North Korea has several thousand tonnes of chemical weapons it can mount on missiles that could be used on a rapid strike against the South, said a report released on Thursday by the International Crisis Group (ICG), Reuters reported.
North Korea in recent weeks has raised tensions in North Asia, responsible for one-sixth of the global economy, with missile launches, threats to attack the South and a May 25 nuclear test that led to U.N. sanctions. The report from the prestigious non-governmental organisation said the consensus view is the North's army possess about 2,500-5,000 tonnes of chemical weapons that include mustard gas, sarin and other deadly nerve agents.
"If there is an escalation of conflict and if military hostilities break out, there is a risk that they could be used. In conventional terms, North Korea is weak and they feel they might have to resort to using those," said Daniel Pinkston, the ICG's representative on Seoul.
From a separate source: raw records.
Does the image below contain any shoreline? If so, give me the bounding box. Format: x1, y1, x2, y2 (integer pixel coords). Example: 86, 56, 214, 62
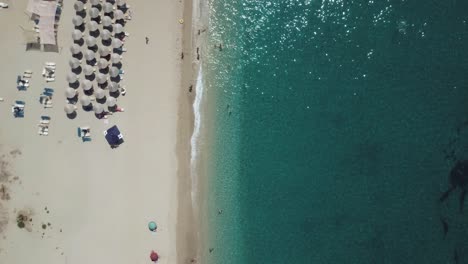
176, 0, 198, 263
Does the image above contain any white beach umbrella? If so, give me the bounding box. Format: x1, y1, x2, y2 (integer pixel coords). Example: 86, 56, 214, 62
70, 43, 81, 55
84, 50, 96, 61
88, 20, 99, 31
72, 29, 83, 40
114, 24, 123, 34
102, 3, 114, 14
114, 10, 125, 20
112, 38, 123, 49
86, 36, 96, 47
98, 59, 109, 69
65, 87, 76, 99
99, 46, 111, 57
72, 16, 83, 27
89, 7, 100, 18
81, 80, 93, 91
109, 67, 120, 78
101, 16, 112, 27
68, 57, 80, 69
111, 53, 122, 64
96, 73, 107, 84
101, 29, 112, 40
94, 88, 106, 99
64, 104, 76, 115
106, 96, 117, 107
93, 104, 104, 114
67, 72, 78, 83
83, 65, 94, 76
109, 82, 120, 93
73, 1, 84, 12
80, 95, 91, 106
89, 0, 101, 6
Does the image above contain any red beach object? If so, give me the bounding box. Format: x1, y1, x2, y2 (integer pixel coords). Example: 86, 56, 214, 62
150, 250, 159, 261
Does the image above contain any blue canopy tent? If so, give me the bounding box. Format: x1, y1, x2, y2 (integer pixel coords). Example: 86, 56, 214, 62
104, 126, 124, 148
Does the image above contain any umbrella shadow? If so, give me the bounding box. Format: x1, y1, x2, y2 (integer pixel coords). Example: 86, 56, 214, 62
73, 38, 84, 47
81, 104, 93, 112
112, 61, 122, 70
98, 81, 109, 89
110, 74, 122, 83
88, 45, 98, 53
67, 111, 78, 119
115, 18, 127, 27
76, 9, 86, 18
99, 67, 109, 74
96, 96, 107, 104
68, 81, 80, 89
89, 30, 101, 38
67, 94, 78, 104
72, 51, 83, 60
85, 73, 96, 81
83, 88, 94, 96
72, 66, 83, 75
75, 23, 85, 32
102, 25, 114, 32
109, 90, 120, 98
86, 58, 97, 66
102, 39, 112, 46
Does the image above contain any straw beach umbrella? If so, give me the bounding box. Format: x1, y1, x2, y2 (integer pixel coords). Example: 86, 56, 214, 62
101, 29, 112, 40
68, 57, 80, 69
88, 20, 99, 31
114, 24, 123, 34
70, 43, 81, 55
106, 97, 117, 108
94, 88, 106, 99
93, 104, 104, 115
83, 65, 94, 76
67, 72, 78, 83
99, 46, 111, 57
65, 87, 76, 99
89, 6, 100, 18
102, 3, 114, 14
96, 73, 107, 84
98, 59, 109, 69
72, 29, 83, 40
109, 82, 120, 93
112, 38, 123, 49
84, 50, 96, 61
114, 10, 125, 20
111, 53, 122, 64
117, 0, 127, 7
86, 36, 96, 48
109, 67, 120, 78
89, 0, 100, 6
73, 1, 84, 12
64, 104, 76, 115
80, 95, 91, 106
81, 80, 93, 91
101, 16, 112, 27
72, 16, 83, 27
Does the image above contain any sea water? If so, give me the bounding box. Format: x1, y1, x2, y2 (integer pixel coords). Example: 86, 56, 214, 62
201, 0, 468, 264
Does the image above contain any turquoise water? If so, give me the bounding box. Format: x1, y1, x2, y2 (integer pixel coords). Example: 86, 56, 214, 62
202, 0, 468, 263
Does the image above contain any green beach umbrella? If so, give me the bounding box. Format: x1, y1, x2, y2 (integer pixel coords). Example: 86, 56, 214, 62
148, 221, 158, 232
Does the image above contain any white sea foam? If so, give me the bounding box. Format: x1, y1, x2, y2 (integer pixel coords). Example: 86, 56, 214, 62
190, 65, 204, 209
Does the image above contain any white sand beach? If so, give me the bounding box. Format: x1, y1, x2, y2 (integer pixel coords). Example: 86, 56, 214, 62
0, 0, 196, 264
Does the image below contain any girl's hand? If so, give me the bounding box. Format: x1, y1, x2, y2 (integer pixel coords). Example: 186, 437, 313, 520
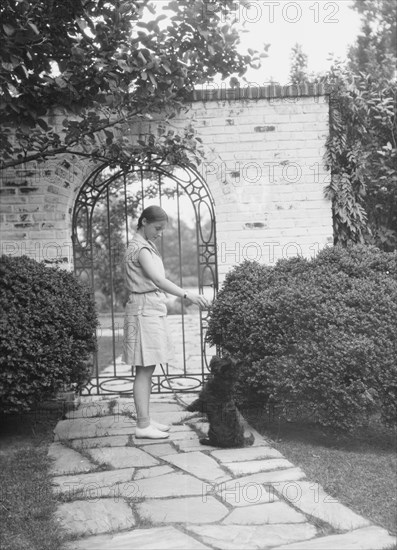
186, 292, 210, 309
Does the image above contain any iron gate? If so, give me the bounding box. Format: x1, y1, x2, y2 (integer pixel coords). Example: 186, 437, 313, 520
73, 158, 217, 394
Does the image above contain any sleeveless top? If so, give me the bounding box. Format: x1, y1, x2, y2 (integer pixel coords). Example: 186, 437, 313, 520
124, 233, 167, 318
124, 233, 165, 294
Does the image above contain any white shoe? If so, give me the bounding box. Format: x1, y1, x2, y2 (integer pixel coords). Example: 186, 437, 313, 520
135, 426, 170, 439
150, 420, 170, 432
The North has been working on chemical weapons for decades and can deliver them through long-range artillery trained on the Seoul area -- home to about half of South Korea's 49 million people -- and via missiles that could hit all of the country. "The stockpile does not appear to be increasing but is already sufficient to inflict massive civilian casualties on South Korea," the ICG report said.
The report said North Korea has also worked on a biological weapons programme but Pinkston does not think Pyongyang has fully developed that weapons programme. In a separate report released simultaneously, the ICG said North Korea has deployed more than 600 Scud-type missiles that can hit all of South Korea and as many as 320 Rodong missiles that can strike Japan.
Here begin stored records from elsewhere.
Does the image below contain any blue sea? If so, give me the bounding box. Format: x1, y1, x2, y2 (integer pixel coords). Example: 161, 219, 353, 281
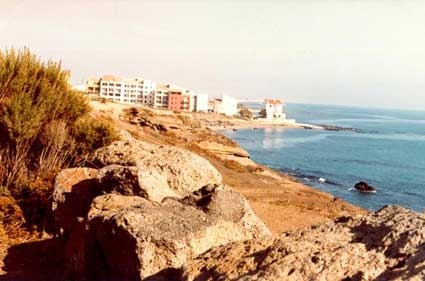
223, 104, 425, 211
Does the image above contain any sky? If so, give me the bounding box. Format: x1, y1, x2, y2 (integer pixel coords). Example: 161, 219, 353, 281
0, 0, 425, 109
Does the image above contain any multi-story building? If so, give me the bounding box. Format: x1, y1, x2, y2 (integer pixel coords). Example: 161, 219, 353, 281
86, 75, 156, 106
86, 75, 200, 111
208, 95, 238, 116
221, 95, 238, 116
264, 99, 286, 120
86, 78, 100, 95
152, 84, 169, 109
193, 94, 208, 112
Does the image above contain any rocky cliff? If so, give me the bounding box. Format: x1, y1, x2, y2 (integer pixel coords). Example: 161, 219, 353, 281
53, 130, 271, 280
53, 128, 425, 281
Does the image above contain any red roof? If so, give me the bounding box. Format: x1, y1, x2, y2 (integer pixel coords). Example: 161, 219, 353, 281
264, 99, 282, 104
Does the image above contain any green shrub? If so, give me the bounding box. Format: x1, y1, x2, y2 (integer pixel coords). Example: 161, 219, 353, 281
73, 117, 118, 155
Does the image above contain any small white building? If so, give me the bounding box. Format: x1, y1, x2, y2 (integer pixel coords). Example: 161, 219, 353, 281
220, 95, 238, 116
264, 99, 286, 120
194, 94, 208, 112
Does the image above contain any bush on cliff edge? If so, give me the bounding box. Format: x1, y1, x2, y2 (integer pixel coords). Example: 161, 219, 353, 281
0, 48, 114, 231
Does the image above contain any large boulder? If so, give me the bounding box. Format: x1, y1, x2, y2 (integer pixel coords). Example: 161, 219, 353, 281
179, 203, 425, 280
52, 168, 102, 235
67, 185, 270, 280
94, 132, 222, 198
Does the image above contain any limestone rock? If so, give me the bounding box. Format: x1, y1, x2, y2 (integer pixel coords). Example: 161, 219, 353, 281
67, 185, 270, 280
196, 141, 249, 158
94, 132, 222, 198
181, 206, 425, 280
98, 165, 181, 203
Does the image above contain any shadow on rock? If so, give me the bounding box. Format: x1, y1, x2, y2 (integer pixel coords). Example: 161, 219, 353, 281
0, 238, 64, 281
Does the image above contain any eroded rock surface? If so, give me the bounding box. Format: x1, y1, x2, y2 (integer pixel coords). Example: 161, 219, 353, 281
63, 185, 270, 280
94, 131, 222, 199
53, 130, 271, 280
181, 203, 425, 281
The ICG said earlier this year intelligence it acquired indicates the North has developed a nuclear warhead it could mount on an Rodong missile, and this latest report repeats the claim. Many weapons experts believe the North is years away from being able to miniaturise a nuclear weapon to mount on a warhead and requires several more nuclear tests to develop one.
The ICG said the North's nuclear threat is the region's most urgent security issue but if progress is made on rolling back Pyongyang's atomic ambitions, there could be a way to find a solution to the threats posed by chemical and biological weapons.